We are developing the social individualist meta-context for the future. From the very serious to the extremely frivolous... lets see what is on the mind of the Samizdata people.

Samizdata, derived from Samizdat /n. - a system of clandestine publication of banned literature in the USSR [Russ.,= self-publishing house]

Eyes under water

Coverage of surveillance in the Nov 2003 issue of National Geographic is summarised and accessed here.

The theme, a running meme here, is that because surveillance technology can do such good stuff, it will be installed, and then it can also do bad stuff.

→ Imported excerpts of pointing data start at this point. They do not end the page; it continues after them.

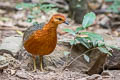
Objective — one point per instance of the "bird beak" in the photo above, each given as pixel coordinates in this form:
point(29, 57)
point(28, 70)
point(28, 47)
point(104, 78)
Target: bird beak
point(66, 22)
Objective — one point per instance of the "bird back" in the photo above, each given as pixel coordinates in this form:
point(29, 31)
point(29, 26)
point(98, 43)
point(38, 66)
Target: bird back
point(31, 29)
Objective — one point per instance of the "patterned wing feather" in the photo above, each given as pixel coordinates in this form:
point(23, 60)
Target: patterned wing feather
point(31, 29)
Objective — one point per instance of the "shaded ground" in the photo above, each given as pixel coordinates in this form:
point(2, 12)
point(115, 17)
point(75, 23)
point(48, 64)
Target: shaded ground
point(20, 62)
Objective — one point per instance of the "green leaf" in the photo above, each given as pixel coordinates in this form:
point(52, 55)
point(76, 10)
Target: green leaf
point(69, 31)
point(88, 19)
point(25, 5)
point(113, 46)
point(66, 53)
point(29, 20)
point(104, 50)
point(79, 29)
point(86, 58)
point(100, 43)
point(72, 42)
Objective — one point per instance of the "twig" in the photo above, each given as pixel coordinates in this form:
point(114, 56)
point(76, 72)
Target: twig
point(12, 28)
point(78, 57)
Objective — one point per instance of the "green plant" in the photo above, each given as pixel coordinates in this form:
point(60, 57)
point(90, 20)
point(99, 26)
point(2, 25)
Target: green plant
point(115, 6)
point(88, 39)
point(35, 9)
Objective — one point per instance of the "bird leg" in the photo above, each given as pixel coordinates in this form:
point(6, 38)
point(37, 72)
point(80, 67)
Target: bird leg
point(34, 64)
point(41, 63)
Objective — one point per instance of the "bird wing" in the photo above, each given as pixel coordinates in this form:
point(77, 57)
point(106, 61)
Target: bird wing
point(31, 29)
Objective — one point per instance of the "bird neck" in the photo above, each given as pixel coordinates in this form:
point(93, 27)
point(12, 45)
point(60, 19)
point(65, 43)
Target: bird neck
point(51, 25)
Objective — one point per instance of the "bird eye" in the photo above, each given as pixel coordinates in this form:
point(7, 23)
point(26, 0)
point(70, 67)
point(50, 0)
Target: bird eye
point(59, 19)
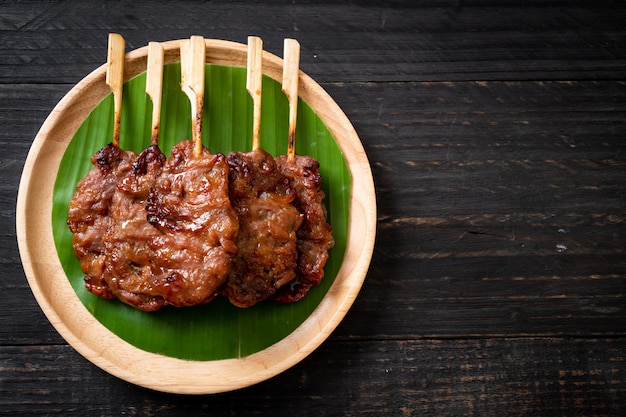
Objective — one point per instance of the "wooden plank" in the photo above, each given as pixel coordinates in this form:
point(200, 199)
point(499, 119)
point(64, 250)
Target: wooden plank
point(549, 233)
point(420, 377)
point(420, 42)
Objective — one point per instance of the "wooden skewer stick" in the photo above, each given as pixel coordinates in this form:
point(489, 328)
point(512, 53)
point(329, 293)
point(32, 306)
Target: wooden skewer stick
point(115, 79)
point(290, 88)
point(192, 61)
point(154, 86)
point(254, 83)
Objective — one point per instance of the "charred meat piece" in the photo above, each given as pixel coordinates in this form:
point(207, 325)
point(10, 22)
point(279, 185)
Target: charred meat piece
point(189, 204)
point(88, 215)
point(267, 257)
point(314, 235)
point(128, 272)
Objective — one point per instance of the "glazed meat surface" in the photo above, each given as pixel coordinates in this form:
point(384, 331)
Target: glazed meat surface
point(190, 205)
point(155, 231)
point(314, 237)
point(267, 257)
point(88, 215)
point(128, 271)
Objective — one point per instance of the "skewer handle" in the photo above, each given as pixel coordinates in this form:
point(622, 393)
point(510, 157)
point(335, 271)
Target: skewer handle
point(154, 86)
point(115, 79)
point(290, 88)
point(254, 84)
point(192, 61)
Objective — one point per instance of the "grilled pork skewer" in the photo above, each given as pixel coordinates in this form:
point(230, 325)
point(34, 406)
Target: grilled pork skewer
point(128, 272)
point(260, 194)
point(190, 206)
point(115, 79)
point(314, 236)
point(88, 214)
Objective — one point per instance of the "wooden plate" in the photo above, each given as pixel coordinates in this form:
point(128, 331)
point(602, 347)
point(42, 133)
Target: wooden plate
point(95, 342)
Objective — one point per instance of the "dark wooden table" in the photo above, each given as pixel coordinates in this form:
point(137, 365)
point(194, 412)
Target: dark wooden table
point(497, 138)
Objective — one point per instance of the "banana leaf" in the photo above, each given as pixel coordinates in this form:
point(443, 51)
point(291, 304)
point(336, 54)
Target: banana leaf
point(216, 330)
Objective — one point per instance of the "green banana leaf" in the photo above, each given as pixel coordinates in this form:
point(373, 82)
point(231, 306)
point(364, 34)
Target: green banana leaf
point(216, 330)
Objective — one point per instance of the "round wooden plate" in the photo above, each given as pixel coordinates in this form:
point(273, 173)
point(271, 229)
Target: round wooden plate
point(95, 342)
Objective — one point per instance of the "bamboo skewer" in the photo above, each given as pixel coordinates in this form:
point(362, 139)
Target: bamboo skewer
point(154, 86)
point(192, 61)
point(254, 84)
point(290, 88)
point(115, 79)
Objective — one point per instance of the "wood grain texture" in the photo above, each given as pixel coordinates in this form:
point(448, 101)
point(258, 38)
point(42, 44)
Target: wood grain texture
point(436, 41)
point(404, 378)
point(495, 133)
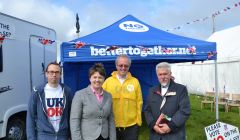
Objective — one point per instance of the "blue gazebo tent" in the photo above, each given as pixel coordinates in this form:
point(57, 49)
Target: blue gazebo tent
point(144, 44)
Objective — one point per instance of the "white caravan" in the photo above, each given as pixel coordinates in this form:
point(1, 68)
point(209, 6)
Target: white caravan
point(23, 59)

Underwater surveillance, we are told, saved this man’s life:

On this particular day maybe the lifeguards weren’t paying as close attention as they should have been. Certainly they believed the trim, athletic LeRoy was not a high-risk swimmer.

But on this evening LeRoy was practicing apnea swimming – testing how far he could swim underwater on one breath – and at some point, without making any visible or audible disturbance on the water’s surface, he blacked out. The guards failed to notice as he stopped swimming and descended to the bottom of the deep end of the pool. With his arms crossed over his head and his feet twitching, he was unconscious and drowning. It would take him as little as four minutes to die.

Although the human lifeguards watching the pool were oblivious, 12 large machine eyes deep underwater were watching the whole thing and taking notice. Just nine months earlier the center had installed a state-of-the-art electronic surveillance system called Poseidon, a network of cameras that feeds a computer programmed to use a set of complex mathematical algorithms to distinguish between normal and distressed swimming. Poseidon covers a pool’s entire swimming area and can distinguish among blurry reflections, shadows, and actual swimmers. It can also tell when real swimmers are moving in a way they’re not supposed to. When the computer detects a possible problem, it instantly activates a beeper to alert lifeguards and displays the exact incident location on a monitor. The rest is up to the humans above the water.

Sixteen seconds after Poseidon noticed the large, sinking lump that was Jean-François LeRoy, lifeguards had LeRoy out of the pool and were initiating CPR. He started breathing again. After one night in the local hospital, he was released with no permanent damage. Poseidon – and, more precisely, the handful of French mathematicians who devised it – had saved his life.

And if the machines can see stuff like that, what else can they see?